Лондонские оборотни - Стэблфорд Брайан Майкл. Страница 55

— Сэр Эдвард знал меня в то время, когда я только-только достаточно повзрослел, чтобы приносить ущерб настолько же, насколько сам страдал, — непринужденно начал он. — Тогда я бы с радостью привел на землю самого дьявола. Слухи порой и теперь сравнивают меня с Дэшвудом, но какой бы адский огонь ни пылал в душе Дэшвуда, это и в сравнение не шло с тем, что клокотало во мне. Теперь я направил свои усилия в другую сторону. Я скорее созидатель, чем разрушитель, и по этой причине я стою против вервольфов. Если сэр Эдвард намеревается и дальше участвовать в этом деле, уверен, что мы могли бы лучше противостоять нашим врагам, соединив усилия. Если вы и впрямь оправились после вашего египетского недуга, я рад. Но если нет, уверен, что могу вам помочь. Наведайтесь в Уиттентон, когда сможете.

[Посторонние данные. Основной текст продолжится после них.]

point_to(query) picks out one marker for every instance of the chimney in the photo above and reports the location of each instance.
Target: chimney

Лидиард неловко кивнул. Вежливость требовала от него благодарности, но он не мог не вспомнить предостережение Пола Шепарда. Не мог и сбросить со счетов загадочную тень на стене.

Харкендер, казалось, был вполне удовлетворенным такой небрежностью и опять обратил свой смущенный взгляд к Таллентайру.

— Тщательно обдумайте мои слова, сэр Эдвард. Я не замышляю предательства. Более того, демонстрируя свои благие намерения и добрую волю, я скажу вам, как найти тех, кто считает меня проклятым, чтобы вы могли сравнить мою и их позиции. — Харкендер вырвал лист из записной книжки, и что-то нацарапал на нем карандашом, опираясь о подлокотник кресла. Он вручил записку не Таллентайру, но Лидиарду со словами. — Это адрес дома, который содержит в Лондоне Орден Святого Амикуса. Если они скажут вам, что знают о верволфах, возможно, вас больше обеспокоит тот факт, что Мандорла держит у себя Габриэля.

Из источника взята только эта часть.